AG: We actually had an idea for that for raising awareness without shoving it in people’s faces: imagine you walk into a venue and there is a giant glass vase that is filled with broken bottles, and a little sign that says: This much waste is from one week. People might not even read it but it can potentially start a conversation.



SD: People want to do a shallow dive into whatever the fad thing is, not that this is a fad, but no one is drinking at White Lyan four nights a week.

AG: No one is drinking there anymore because it’s not open. Is there a reason? Was it too forward thinking and people just weren’t ready for it?

AC: There has to be a happy medium. I think the first step is food wastage and garnishes. Then the next step is napkins and straws, taking baby steps.

JS: It’s also 35 degrees outside today and I don’t want to go to a bar with no ice. It’s a perception thing. Would you feel comfortable serving a drink with no ice? What do you think your guests would do? They’d blow up. We’re light years away from that.

SC: But is this the future when it comes to using less energy in bars? That’s another whole issue for the industry.

SD: To be fair, using water, as a resource (in a totally white privileged way) is super easy in Australia. If you can offset or be completely independent of your power usage, then there is no issue with ice. Not saying every pub should go out and put solar panels on their roof – but they could, they’re big flat spaces that get sun. I’ll just wack some on the sides of the sails of the Opera House. But be smarter about it and still give your guests something in line with their expectations.

JS: I think we could be a lot better about power. We’ve got lights on outside during the day. And I think that just comes down to managers walking in and having their robotic checklist because that is what has always happened and no one has ever challenged it. It’s challenging that status quo of, “Oh that’s what I was told to do when I first started”. We can do better. And that is an easy  win that we can have off the bat. Then we look at the straws and the napkins.

TP: Air con is the biggest one for me. People putting the air con on in the bar and leaving the doors open – I just hear my dad in the back of my head, “Air con lockdown time. Close all the doors. Close all the windows”. Some days I’ve walked in and there are big windows open onto the deck and the air con is blaring. What’s the bloody point?

SD: Common sense is hard to expect in people. If we could all be a bit smarter, that would be good but it would really require reframing a lot of people – because you always set up for the busiest part of the day so that no one forgets to turn the lights on at 5pm when they’re busy and all of a sudden it gets dark.

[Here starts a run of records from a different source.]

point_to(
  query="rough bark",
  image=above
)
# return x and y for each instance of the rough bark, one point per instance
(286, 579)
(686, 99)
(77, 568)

SC: So is that the required investment to begin with? Are you, as managers, going to have to spend six months having the same conversation again and again and again, but eventually it sticks. Then for your newbies, that is the conversation they have heard right from the beginning so it’s embedded in them straight away. So is that the sort of investment operators and managers need to make from now?

AG: Yes – and just the fact that we are here right now having this discussion is amazing. This is the start and this is what needs to happen more often. That’s how we start it. We need to help each other. We just have to start somewhere.